Kevin Malloy Highlights ESC 2025 Data: TACSI and TOP-CABG Trials Redefine Post-CABG Antiplatelet Therapy

Kevin Malloy, Clinical Pharmacy Specialist at Cleveland Clinic, posted on LinkedIn:

”Post-CABG: to DAPT or not to DAPT?

AHA 2021 Coronary Revascularization Guidelines:
“In selected patients undergoing CABG, DAPT (ticagrelor/clopidogrel + aspirin) for 1 yr may be reasonable to improve vein graft patency compared with aspirin alone (class 2b, LOE B-R)”

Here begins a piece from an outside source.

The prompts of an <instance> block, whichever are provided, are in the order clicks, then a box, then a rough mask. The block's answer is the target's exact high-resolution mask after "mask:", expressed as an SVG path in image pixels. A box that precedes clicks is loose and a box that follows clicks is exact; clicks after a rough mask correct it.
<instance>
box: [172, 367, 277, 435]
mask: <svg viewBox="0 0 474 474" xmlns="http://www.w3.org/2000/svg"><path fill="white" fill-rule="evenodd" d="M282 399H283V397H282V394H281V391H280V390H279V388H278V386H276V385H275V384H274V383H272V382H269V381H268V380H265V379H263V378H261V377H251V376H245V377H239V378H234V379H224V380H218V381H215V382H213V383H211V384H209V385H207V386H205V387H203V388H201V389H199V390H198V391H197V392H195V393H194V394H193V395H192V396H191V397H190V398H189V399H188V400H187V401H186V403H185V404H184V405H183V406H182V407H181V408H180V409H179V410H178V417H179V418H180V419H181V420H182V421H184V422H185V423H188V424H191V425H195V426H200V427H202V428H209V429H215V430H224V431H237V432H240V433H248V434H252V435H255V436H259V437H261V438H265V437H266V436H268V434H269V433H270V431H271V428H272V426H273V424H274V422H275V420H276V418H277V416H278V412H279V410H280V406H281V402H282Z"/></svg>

Well two hot off the press (conference) trials from ESC 2025 are reshaping our post-CABG antiplatelet strategy:

TACSI Trial

  • Population: n=2,201 *ACS* post-CABG
  • Intervention: ticagrelor + aspirin (12 months, open-label)
  • Comparison: aspirin *mono*therapy (yes, aspirin monotherapy post-ACS)
  • Outcome: *at 1 yr* (10 yr follow-up study ongoing):
    – Thrombotic (MI, stroke, revasc, death): 4.8% vs. 4.6% → HR 1.06 (95% CI: 0.72–1.56)
    – Major bleeding: 4.9% vs. 2.0% → HR 2.50 (95% CI: 1.52–4.11)

But what about the GRAFT?

TOP-CABG Trial
(not yet published)

  • Population: CABG (ACS and SIHD) with 1+ saphenous vein graft, SVG (these guys are more prone to thrombosis)
  • Intervention: De-escalated DAPT (“De-DAPT”), ticagrelor + aspirin → *3 month*→ aspirin monotherapy
  • Comparison: ticagrelor + aspirin (12 months)
  • Outcome:
    – SVG occlusion (1 yr post-CABG, via coronary CT/A) 10.79% in De-DAPT vs 11.19% in DAPT (difference −0.31%; 95% CI: −3.13-2.52, non-inferiority margin +3.5% met ✔️)
    – Bleeding (BARC ≥2): 8.3% vs. 13.2% (HR 0.62; 95% CI: 0.48 to 0.81)

Take-home pearls: Post-CABG Antiplatelet Therapy:

– Aspirin monotherapy is appropriate for most patients after CABG — especially those with SIHD or elevated bleeding risk.

– Even in ACS or SVG grafting, pumping the brakes on DAPT by 3 months is probably the right choice — extended use rarely adds benefit and increases bleeding risk.

Always individualize:
– Assess ischemic vs bleeding risk (PRECISE-DAPT score)
– Account for prior bleeding, GI risk, and consider PPI prophylaxis
– Factor in graft type, clinical context, and patient preferences.”